While the U.S. Tennis Association prepares to choose and name a new U.S. Davis Cup captain to replace Patrick McEnroe, it is interesting to look back 11 years at the start of the U.S. captaincy of Patrick’s older brother John. Arguably the greatest American Davis Cupper in the history of the competition, John McEnroe was named by the USTA to replace Tom Gullikson as U.S. captain during the 1999 U.S. Open (incidentally, the press conference occurred on Gullikson’s 48th birthday).
Following his US Open press conference where he was officially introduced as the skipper of America’s tennis team, McEnroe’s next public appearance as U.S. captain came a month later when the draw for the 2000 competition was made on October 7, 1999.

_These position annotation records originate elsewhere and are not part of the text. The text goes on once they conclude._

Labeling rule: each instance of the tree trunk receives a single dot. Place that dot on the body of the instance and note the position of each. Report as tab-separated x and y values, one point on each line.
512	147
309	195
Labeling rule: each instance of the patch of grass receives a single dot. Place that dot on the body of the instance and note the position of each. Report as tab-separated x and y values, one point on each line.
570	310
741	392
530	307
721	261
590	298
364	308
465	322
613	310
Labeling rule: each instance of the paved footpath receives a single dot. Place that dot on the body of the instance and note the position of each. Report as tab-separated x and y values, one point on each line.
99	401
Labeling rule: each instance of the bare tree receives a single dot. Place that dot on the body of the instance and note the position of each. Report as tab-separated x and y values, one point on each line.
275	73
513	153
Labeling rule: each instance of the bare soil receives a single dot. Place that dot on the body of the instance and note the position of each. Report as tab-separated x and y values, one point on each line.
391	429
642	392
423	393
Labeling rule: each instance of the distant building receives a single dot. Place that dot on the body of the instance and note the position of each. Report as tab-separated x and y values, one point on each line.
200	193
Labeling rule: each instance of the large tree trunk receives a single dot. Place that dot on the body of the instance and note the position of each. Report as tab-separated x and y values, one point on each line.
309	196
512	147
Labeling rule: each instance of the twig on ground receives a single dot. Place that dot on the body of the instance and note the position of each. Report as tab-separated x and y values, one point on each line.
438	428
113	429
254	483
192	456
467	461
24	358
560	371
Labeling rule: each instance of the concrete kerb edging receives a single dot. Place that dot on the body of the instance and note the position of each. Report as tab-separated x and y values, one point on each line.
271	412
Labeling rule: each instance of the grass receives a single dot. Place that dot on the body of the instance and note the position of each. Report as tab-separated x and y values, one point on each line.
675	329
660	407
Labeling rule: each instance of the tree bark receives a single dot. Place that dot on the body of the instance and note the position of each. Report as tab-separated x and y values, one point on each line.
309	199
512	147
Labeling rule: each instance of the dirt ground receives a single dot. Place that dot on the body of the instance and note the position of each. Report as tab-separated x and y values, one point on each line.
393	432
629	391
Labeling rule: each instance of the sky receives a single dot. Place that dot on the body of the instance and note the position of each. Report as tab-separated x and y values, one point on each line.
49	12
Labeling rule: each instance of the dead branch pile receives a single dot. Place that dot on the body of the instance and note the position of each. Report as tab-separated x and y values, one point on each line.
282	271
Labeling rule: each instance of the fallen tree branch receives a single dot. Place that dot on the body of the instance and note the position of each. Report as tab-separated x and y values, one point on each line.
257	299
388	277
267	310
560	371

The following is what took place, as documented in Randy Walker’s book “ON THIS DAY IN TENNIS HISTORY” ($19.95, New Chapter Press, www.TennisHistoryBook.com) on the afternoon of October 7, 1999.
1999 – Less than one month after being named captain of th
e U.S. Davis Cup team and John McEnroe creates his first international incident as the United States is drawn to play an away match against the African nation of Zimbabwe in the first round the 2000 Davis Cup. Speaking to reporters at a U.S. Tennis Association organized event at the ESPN Zone in New York City, McEnroe says of the away match against Zimbabwe, “I am sure that word is seeping out that our worse case scenario has just taken place. We need like 27 shots or something to go down there.” After meeting with reporters, McEnroe takes questions from fans at the theme restaurant and is asked what surface he expects the match to be on. Responds McEnroe, “That is their choice. They are going to try to pick a surface that they feel they have the best chance of beating us on which will probably be cow dung …” The following day, “Page Six” the famous gossip column in the New York Post reports the Zimbabwean government’s outrage over McEnroe’s comments. “This is disparaging,” Immanuel Gumbo, attache at the Zimbabwe mission to the UN tells Page Six. “When we beat Australia last year we didn’t play on a cow dung court. We admire Mr. McEnroe for his gifts but you have to wonder what must go on inside his head.”
With the current situation that is ongoing in Zimbabwe, under the tyrannical rule of President Robert Mugabe, one can say that insulting the Mugabe government would not be considered such a sin.
McEnroe and the U.S. team were able to barely edge Zimbabwe 3-2 with Davis Cup rookie Chris Woodruff winning the fifth-and-decisive rubber from Wayne Black. After another 3-2 knee-knocker win in Los Angeles over the Czech Republic, the U.S. was shut-out by Spain 5-0 in the semifinals in Santander, Spain. McEnroe was not able to convince Andre Agassi and Pete Sampras to step up and play in the post-Wimbledon clay-court semifinal against Spain and resigned as the U.S. captain later in the year, paving the way for his younger brother Patrick to assume the helm and serve as U.S. captain for 10 years.